Our study has some important strengths compared to other published studies. It is one of the few studies attempting a comparison of the burden of COVID-19 premature mortality across 17 countries from different regions, some of which have not been previously studied. In addition, this study explored PYLL per 100,000 population and per person death and has also explored the differential impact of age and sex on these estimates. Furthermore, the data used in this study is primarily data from national sources, which is more reliable than publicly available data, often used in other similar publications.

This study has several data and methodological limitations. We obtained data up to the end of August 2020 (week 35) for all participating counties apart from Kazakhstan, where the data was available only until the end of week 31. As a result, we might have underestimated the PYLL for Kazakhstan compared to other countries, as well as the total PYLL estimate for the whole study period. Nevertheless, subgroup comparisons are not expected to be affected by this.

Another data limitation that poses a challenge in the comparison of results between countries is that each country grouped deaths in different age groups (see Supplementary Table S2). The estimates from countries with smaller range of age groups, would have more reliability than estimates from countries that have 20 or more years range age-groups, as in the latter case, the midpoint of the age group might be farther from the real age of each death.

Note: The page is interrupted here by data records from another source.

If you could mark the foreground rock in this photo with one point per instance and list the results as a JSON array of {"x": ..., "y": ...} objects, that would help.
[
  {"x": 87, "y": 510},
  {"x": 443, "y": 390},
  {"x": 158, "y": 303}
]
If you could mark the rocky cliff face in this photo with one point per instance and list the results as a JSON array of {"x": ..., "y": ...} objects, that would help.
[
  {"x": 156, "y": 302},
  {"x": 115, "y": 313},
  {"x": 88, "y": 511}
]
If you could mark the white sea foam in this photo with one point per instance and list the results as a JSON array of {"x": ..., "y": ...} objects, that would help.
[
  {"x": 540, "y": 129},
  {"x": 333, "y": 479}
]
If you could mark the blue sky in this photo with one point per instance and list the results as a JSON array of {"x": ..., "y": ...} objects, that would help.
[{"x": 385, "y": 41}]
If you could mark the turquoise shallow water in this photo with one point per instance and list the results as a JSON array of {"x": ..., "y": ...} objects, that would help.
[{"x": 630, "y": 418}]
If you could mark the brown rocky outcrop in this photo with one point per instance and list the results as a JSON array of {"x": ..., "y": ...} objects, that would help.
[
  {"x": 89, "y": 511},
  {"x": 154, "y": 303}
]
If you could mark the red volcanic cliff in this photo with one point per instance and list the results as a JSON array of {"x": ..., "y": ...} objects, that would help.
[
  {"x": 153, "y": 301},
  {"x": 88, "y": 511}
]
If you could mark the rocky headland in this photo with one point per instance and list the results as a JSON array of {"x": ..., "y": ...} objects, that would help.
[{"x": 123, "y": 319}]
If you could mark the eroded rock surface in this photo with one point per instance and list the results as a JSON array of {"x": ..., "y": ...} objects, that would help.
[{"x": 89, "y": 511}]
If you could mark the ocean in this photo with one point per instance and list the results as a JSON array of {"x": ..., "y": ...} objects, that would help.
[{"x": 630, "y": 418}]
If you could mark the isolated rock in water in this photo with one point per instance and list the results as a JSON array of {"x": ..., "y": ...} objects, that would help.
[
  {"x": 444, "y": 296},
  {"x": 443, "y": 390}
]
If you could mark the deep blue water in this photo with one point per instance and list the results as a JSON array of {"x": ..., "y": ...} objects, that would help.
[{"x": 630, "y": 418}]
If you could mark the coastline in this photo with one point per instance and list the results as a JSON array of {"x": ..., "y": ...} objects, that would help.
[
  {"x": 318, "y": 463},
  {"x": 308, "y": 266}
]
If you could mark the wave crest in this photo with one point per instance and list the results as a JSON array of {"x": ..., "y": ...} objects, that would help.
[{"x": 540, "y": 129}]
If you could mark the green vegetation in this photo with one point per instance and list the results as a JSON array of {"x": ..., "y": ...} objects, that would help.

Other studies found a strong association between the presence of comorbidities, such as cardiovascular disease, hypertension, diabetes, congestive heart failure, chronic kidney disease and cancer, and the risk of death due to COVID-19 [50]. The lack of accessible information on the presence of comorbidities among those who died in the countries included in these studies precluded us from correcting our results for comorbidities. However, aware of this limitation, we cautiously chose the methodology for this study, opting for a more conservative method than others have used. Other methodologies, like the national life tables or the WHO tables, that account for some few YLL no matter the age of the person, or the use of the Japanese female’s life expectancy as upper age limit, that is the highest in the world would lead to higher PYLL estimates which would not be as realistic given that the life expectancy of patients with the aforementioned comorbidities is shorter than that of the general population. Results of other studies where PYLL estimates are given before and after adjustment for comorbidities, support our choice in methodology [22].

The use of a standard life expectancy also has its limitations. The upper age limit was the same for all the countries and sexes, resulting in fewer PYLL in those countries with life expectancies higher than 80 years and in females, who on average die a few years later than men. However, despite its limitations, this methodology has been strongly recommended for comparison across countries [6, 51, 52].

Lastly, given the relevance of post-acute COVID-19 syndrome [53], it would be of much interest to include in investigations of COVID-19 burden, the metric of disability as in the Disability-Adjusted Life Year (DALY indicator). Even though such data was not available to the consortium at the time of publication, DALYs would provide more holistic estimates of health burden due to COVID-19 because the indicator takes into account post-acute and chronic effects which are likely to be more relevant among adults than premature deaths. Even though some attempts to estimate DALYs due to COVID-19 have been made [54, 55],more geographically diverse investigations are warranted.